Entrance to Wewurukanalla is just 200 rupees, although by the end of our visit, we had dropped considerably more than that in assorted donations, tips and bribes. The first building we explored was the image house, surrounded by a colorful collection of statues depicting gods and princes involved in a bevy of surreal scenes. I would have liked to have a guide during this part of the tour, because: why is the horse licking the blue-skinned maharajah’s feet? I don’t know. Inside, four massive Buddha sculptures dominate the image house, which is also filled with wall paintings and smaller statues of lesser gods.

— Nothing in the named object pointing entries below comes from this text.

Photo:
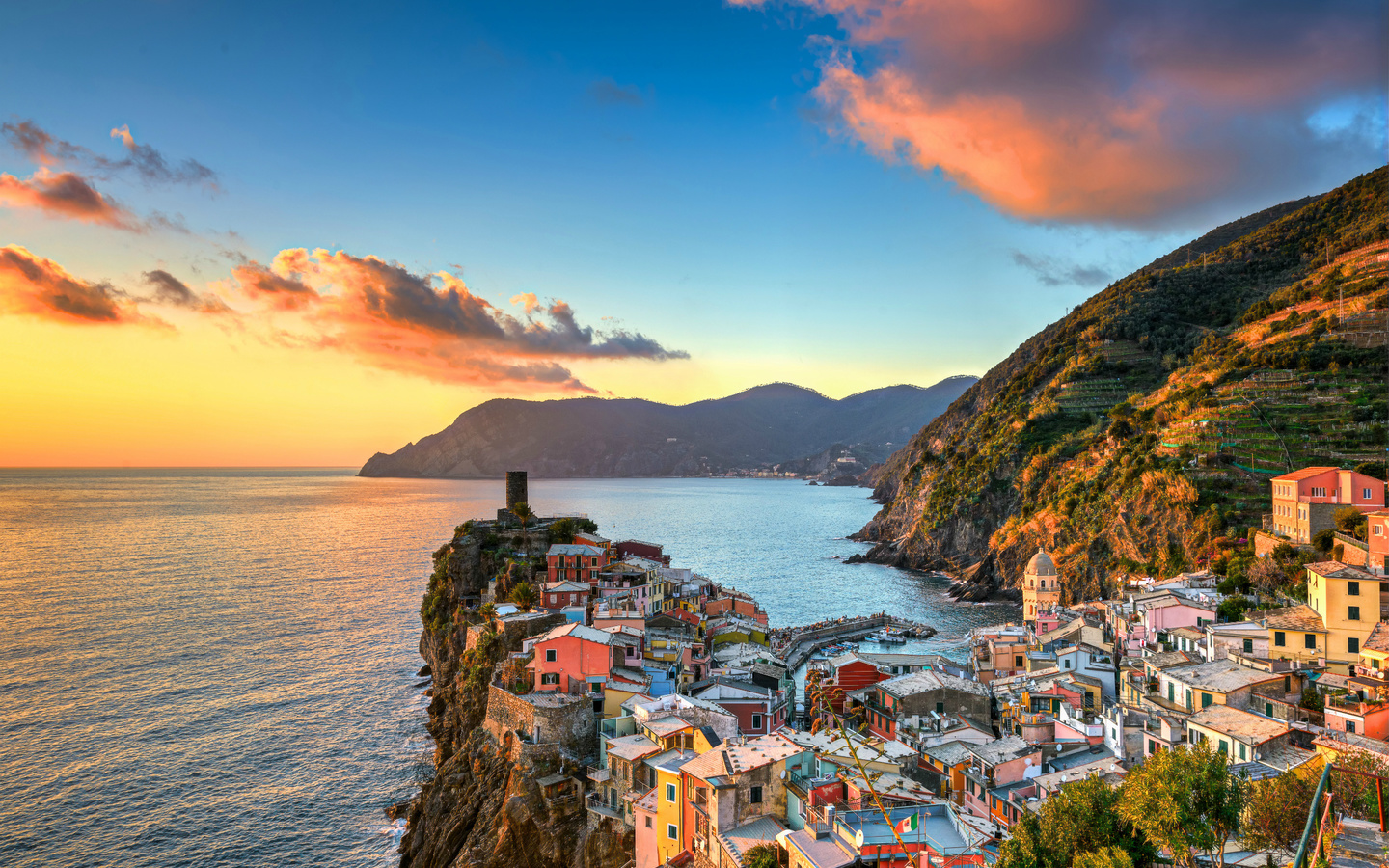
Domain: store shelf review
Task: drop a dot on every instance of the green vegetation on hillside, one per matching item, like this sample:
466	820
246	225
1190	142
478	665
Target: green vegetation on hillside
1146	423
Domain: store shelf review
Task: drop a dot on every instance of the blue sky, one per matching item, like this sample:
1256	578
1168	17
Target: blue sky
665	166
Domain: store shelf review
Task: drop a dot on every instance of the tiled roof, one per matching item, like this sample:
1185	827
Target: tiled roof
632	747
731	758
950	753
925	681
671	760
747	836
1240	725
1335	570
1306	474
1378	639
574	549
1292	618
1221	677
578	631
667	725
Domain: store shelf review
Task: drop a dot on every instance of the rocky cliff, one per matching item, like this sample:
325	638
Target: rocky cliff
634	438
485	807
1143	426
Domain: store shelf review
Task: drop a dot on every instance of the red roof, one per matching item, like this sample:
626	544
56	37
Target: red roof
1306	474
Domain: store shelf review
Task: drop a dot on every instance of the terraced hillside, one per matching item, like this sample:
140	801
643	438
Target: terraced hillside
1148	422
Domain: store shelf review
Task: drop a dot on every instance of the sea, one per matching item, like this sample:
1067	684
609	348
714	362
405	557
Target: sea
218	666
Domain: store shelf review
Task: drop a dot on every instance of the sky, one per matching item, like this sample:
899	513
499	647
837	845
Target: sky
297	233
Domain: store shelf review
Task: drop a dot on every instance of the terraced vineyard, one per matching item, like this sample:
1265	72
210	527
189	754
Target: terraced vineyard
1148	422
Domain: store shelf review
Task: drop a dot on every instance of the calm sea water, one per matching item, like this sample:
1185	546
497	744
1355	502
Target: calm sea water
217	666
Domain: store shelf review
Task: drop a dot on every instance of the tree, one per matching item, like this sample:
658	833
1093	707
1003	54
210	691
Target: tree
1322	540
561	530
1104	857
1081	818
1233	609
1348	520
1185	800
524	596
763	855
1277	813
1266	574
1373	469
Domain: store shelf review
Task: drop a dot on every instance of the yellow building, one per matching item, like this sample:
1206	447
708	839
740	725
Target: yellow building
1041	586
1348	600
1294	632
668	807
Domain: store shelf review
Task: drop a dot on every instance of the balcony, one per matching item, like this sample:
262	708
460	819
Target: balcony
596	804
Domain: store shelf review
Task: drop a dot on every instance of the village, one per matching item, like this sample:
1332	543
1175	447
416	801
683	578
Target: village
682	719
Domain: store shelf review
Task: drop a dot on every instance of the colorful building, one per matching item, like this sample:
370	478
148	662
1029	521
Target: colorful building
1041	586
1306	501
574	562
1348	602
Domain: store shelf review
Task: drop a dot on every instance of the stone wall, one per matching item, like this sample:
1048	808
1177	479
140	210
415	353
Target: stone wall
565	722
1265	543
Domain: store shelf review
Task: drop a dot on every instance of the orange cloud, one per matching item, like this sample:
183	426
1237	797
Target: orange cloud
1079	110
429	325
64	195
41	287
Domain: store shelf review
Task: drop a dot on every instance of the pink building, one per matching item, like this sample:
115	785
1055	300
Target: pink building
1160	612
1378	536
574	562
1306	501
577	659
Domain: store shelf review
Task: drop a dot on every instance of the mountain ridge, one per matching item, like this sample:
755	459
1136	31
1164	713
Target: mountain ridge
1138	432
592	438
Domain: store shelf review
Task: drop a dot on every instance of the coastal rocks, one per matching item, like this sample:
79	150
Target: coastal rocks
485	807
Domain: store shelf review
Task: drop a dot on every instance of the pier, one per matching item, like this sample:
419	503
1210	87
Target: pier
801	642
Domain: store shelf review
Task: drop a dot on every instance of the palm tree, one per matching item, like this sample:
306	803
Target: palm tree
524	515
524	596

The next building was a long hall dedicated to Buddhist Hell. As we learned at Aluvihara, Buddhist Hell is no place we’d like to visit. Demons gleefully rip humans in two, skewer them, or dunk them in boiling lava. And this was just in the foyer! Down the narrow hallway, which resembled the entrance to some sort of evil underworld, the walls were lined with an exhaustive catalog of sins and their punishments. In the top row, paintings of various offenses such as “disrespecting a monk” or “gossiping”, and below, the corresponding castigation you could expect in hell. Such as having your eyes ripped out, or being skinned alive. Charming.
Doubtlessly, the highlight of Wewururkannala is the mosaic-covered Buddha, which reaches a height of 162 feet and was built in the 18th century. Unfortunately, the Buddha was covered in scaffolding during our visit, as restoration work was being done on the mosaics, but it was still impressive.
We didn’t linger long at the Buddha because, in the adjacent clearing, my eyes had happened upon another peaceful, larger-than-life character. Temple Elephant! Now, the best thing about temple elephants is that they’re used to people, and they’re chained down so they can’t escape your hugs and kisses (if they try, they get punished) We paid the requisite bribe to its handler, and then petted the elephant and posed for pictures, just giving ourselves over completely to the role of ‘obnoxious tourist’. Yes, we noticed that “Wewu” kept rocking back and forth, probably mentally impaired from his long years of captivity, but we bravely pushed such unpleasantries from our minds and continued petting him.